# Decision Trees

Last updated date - 26-June-2022

Previous version code file- [click here ](https://colab.research.google.com/drive/1lCqB8A5VLsxq9HUyzpSBHrEFwtemT69T)

# Entropy

In [None]:
#p1=0.5 and p2=0.5 
import math
entropy=-0.5*math.log2(0.5) -0.5*math.log2(0.5)
print("Entropy for 50%-50% case ==>", entropy)

In [None]:
entropy=-0.0001*math.log2(0.0001) -0.9999*math.log2(0.9999)
print("Entropy for 0%-100% case ==>", entropy)

In [None]:
import math
entropy=-0.45*math.log2(0.45) -0.55*math.log2(0.55)
print("Entropy for 45%-55% case ==>", entropy)

entropy=-0.05*math.log2(0.05) -0.95*math.log2(0.95)
print("Entropy for 5%-95% case ==>", entropy)

# Data Importing

In [None]:
#Import Data
import pandas as pd

Ecom_data = pd.read_csv("https://raw.githubusercontent.com/venkatareddykonasani/Datasets/master/Ecom_Cust_Relationship_Management/Ecom_Cust_Survey_v1.csv")

Ecom_data.info()

In [None]:
Ecom_data['Overall_Satisfaction'].value_counts()
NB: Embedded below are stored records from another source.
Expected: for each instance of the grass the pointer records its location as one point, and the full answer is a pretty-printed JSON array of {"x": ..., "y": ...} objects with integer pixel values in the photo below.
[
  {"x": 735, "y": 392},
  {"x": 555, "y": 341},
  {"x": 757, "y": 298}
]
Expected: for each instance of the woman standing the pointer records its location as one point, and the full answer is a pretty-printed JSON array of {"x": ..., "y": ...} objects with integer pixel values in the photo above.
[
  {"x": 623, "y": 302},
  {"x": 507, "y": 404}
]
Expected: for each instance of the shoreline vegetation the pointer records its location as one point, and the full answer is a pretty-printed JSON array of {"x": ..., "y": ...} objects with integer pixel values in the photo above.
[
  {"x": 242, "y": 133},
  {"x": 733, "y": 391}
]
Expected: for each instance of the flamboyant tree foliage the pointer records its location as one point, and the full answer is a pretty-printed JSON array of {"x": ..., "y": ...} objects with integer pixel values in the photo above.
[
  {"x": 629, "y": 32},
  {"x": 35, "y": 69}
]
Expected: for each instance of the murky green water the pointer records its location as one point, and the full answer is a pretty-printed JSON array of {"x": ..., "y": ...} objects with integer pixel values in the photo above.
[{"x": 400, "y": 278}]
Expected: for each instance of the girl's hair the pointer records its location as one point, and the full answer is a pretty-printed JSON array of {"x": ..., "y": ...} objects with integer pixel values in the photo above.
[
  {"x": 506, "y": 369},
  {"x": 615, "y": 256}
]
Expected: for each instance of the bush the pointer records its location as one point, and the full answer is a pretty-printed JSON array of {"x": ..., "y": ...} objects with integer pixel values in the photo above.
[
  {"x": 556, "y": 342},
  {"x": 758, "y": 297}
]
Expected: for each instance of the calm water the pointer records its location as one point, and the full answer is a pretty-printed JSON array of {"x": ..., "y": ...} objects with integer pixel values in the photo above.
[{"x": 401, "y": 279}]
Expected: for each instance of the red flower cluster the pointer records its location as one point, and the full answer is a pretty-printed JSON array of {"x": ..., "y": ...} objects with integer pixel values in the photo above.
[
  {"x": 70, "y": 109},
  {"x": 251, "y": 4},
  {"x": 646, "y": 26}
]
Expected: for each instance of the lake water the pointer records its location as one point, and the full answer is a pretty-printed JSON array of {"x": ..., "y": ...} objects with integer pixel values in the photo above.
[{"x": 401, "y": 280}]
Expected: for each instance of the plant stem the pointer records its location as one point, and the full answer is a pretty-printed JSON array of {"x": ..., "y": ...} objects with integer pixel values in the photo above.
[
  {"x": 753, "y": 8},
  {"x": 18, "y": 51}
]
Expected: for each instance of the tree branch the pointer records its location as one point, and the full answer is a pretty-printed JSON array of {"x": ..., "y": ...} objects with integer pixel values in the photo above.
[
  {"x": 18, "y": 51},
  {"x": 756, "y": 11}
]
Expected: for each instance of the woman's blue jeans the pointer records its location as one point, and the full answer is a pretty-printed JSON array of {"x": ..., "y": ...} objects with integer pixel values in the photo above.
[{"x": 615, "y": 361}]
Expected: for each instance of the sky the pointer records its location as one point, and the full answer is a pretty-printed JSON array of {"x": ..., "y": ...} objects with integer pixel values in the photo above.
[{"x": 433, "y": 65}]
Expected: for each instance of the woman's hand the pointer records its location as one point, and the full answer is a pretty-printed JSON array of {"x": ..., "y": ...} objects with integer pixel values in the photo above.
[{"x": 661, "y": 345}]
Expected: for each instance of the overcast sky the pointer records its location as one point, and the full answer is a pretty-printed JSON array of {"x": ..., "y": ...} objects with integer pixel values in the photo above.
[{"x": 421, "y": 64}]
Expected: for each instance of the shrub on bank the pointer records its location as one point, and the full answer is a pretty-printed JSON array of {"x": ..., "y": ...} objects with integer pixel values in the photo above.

# Convert Non-numerical Data into numerical

In [None]:
Ecom_data['Customer_Type_num'] = Ecom_data['Customer_Type'].map({'Prime': 1, 'Non_Prime': 0}).astype(int)
print(Ecom_data['Customer_Type'].value_counts())
print(Ecom_data['Customer_Type_num'].value_counts())

In [None]:
Ecom_data['Overall_Satisfaction_num'] = Ecom_data['Overall_Satisfaction'].map( {'Dis Satisfied': 0, 'Satisfied': 1} ).astype(int).astype(int)
print(Ecom_data['Overall_Satisfaction'].value_counts())
print(Ecom_data['Overall_Satisfaction_num'].value_counts())

In [None]:
Ecom_data.columns

# Decision Tree Model Building

In [None]:
from sklearn import tree

features= ['Region', 'Age', 'Order_Quantity',  'Customer_Type_num']
print("Features",features)

X = Ecom_data[features]
print("X shape", X.shape)
y = Ecom_data['Overall_Satisfaction']
print("Y shape", y.shape)

In [None]:
#Building Tree Model
DTree = tree.DecisionTreeClassifier(max_depth=2)
DTree.fit(X,y)

##Plotting the trees 
import matplotlib.pyplot as plt
from sklearn.tree import plot_tree, export_text
plt.figure(figsize=(15,7))
plot_tree(DTree, filled=True, 
                     rounded=True,
                     impurity=False,
                     feature_names = features)
print( export_text(DTree, feature_names = features))

# Tree Validation

In [None]:
##########Tree Validation
#Tree Validation
predict1 = DTree.predict(X)

from sklearn.metrics import confusion_matrix ###for using confusion matrix###
cm = confusion_matrix(y, predict1)
print (cm)

total = sum(sum(cm))
#####from confusion matrix calculate accuracy
accuracy = (cm[0,0]+cm[1,1])/total
print(accuracy)

# The problem of overfitting

In [None]:
#Datasets: Diabetes
#Import both test and training data

train = pd.read_csv("https://raw.githubusercontent.com/venkatareddykonasani/Datasets/master/pima/diabetes_train.csv")
test = pd.read_csv("https://raw.githubusercontent.com/venkatareddykonasani/Datasets/master/pima/diabetes_test.csv")

print(train.sample(5))

In [None]:
from sklearn import tree

#Defining Features and lables
features=['Count_Pregnancies', 'Glucose_level', 'BP', 'SkinThickness_index', 
          'Insulin_level', 'BMI', 'DiabetesPedigreeFunction', 'Age']

X_train = train[features]
y_train = train['Diabetes_outcome']

#X_train

X_test = test[features]
y_test = test['Diabetes_outcome']

In [None]:
#training Tree Model
clf = tree.DecisionTreeClassifier()
clf.fit(X_train,y_train)

predict1 = clf.predict(X_train)
predict2 = clf.predict(X_test)

#On Train Data
cm1 = confusion_matrix(y_train,predict1)
total1 = sum(sum(cm1))
accuracy1 = (cm1[0,0]+cm1[1,1])/total1
print("Train Accuracy", accuracy1)

#On Test Data
cm2 = confusion_matrix(y_test,predict2)
total2 = sum(sum(cm2))
accuracy2 = (cm2[0,0]+cm2[1,1])/total2
print("Test Accuracy", accuracy2)

# Pruning

## max_leaf_nodes - Finetuning

In [None]:
#training Tree Model
clf = tree.DecisionTreeClassifier(max_leaf_nodes = 3000)
clf.fit(X_train,y_train)

predict1 = clf.predict(X_train)
predict2 = clf.predict(X_test)

#On Train Data
cm1 = confusion_matrix(y_train,predict1)
total1 = sum(sum(cm1))
accuracy1 = (cm1[0,0]+cm1[1,1])/total1
print("Train Accuracy", accuracy1)

#On Test Data
cm2 = confusion_matrix(y_test,predict2)
total2 = sum(sum(cm2))
accuracy2 = (cm2[0,0]+cm2[1,1])/total2
print("Test Accuracy", accuracy2)